# Sofronitsky CDs



## Guest (Jun 2, 2010)

Can anyone help please, 
I have been given a 2 CD set [ Russian Piano School, Volume 5: Vladimir Sofronitsky ] they are perfect but have no cover. Track details missing Mozart Chopin etc


----------



## Vaneyes (May 11, 2010)

This link may have it.

http://www.amazon.com/Russian-Piano-School-Sofronitsky-Rachmaninov/dp/B000001HBW


----------



## Guest (Jun 2, 2010)

Thanks I have been there but I am looking for track timings and a little more detail


----------



## Emerson (Jun 4, 2010)

If you stick the discs into your computer's CD drive and load an app that accesses the public-use CD database, the track names along with times will come up -- I just tried it with these discs.

Meanwhile, I'm attaching image files made from those displays. (My app doesn't produce copy-able text.)

Recording data:

CD1 (all), CD2, tr. 1-8, Moscow, Small Hall of the Tchaikovsky Conservatoire, 13.5.1960, live
CD2, tr. 9-12, Moscow 2.12.1946
CD 2, tr. 13-20, Moscow, Scriabin Museum, 1953, live
Mono recordings. CDs released 1995.

Emerson.


----------



## Vaneyes (May 11, 2010)

Emerson said:


> If you stick the discs into your computer's CD drive and load an app that accesses the public-use CD database, the track names along with times will come up -- I just tried it with these discs.
> 
> Meanwhile, I'm attaching image files made from those displays. (My app doesn't produce copy-able text.)
> 
> ...


As William Barrington-Coupe cringes.


----------



## Guest (Jun 5, 2010)

Emerson said:


> If you stick the discs into your computer's CD drive and load an app that accesses the public-use CD database, the track names along with times will come up -- .


That sounds good can you advise of a program, thanks


----------



## Emerson (Jun 4, 2010)

Andante said:


> That sounds good can you advise of a program, thanks


(You opened the images, right? Because they contain everything you'll get with the method I'm suggesting.)
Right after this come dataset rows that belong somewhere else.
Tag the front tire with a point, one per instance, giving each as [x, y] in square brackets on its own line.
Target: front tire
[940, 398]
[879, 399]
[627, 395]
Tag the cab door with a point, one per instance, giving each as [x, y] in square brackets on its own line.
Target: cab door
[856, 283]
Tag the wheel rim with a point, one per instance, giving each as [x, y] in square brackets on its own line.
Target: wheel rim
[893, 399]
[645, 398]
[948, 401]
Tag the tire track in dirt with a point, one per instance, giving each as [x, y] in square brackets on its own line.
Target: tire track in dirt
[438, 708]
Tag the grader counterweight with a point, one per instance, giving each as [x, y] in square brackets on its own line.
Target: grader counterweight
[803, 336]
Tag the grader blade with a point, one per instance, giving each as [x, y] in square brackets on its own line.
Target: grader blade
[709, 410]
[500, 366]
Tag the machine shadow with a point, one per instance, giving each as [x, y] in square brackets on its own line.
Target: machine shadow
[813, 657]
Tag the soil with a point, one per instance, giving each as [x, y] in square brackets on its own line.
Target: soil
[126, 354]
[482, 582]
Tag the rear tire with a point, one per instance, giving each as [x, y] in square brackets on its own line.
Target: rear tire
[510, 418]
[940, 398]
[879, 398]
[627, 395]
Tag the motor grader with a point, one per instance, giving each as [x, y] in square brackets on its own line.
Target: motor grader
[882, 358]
iTunes will do it, and so will most any program used for "ripping" audio off of CDs. If you were copying a CD by means of your computer, what program would you use, if any? It probably has a feature that will handle this. With the disc loaded, look under "File" or "Compact Disc," or "Tools," something like that....

Emerson.


----------



## Guest (Jun 5, 2010)

Thanks Emerson I will try and thanks again


----------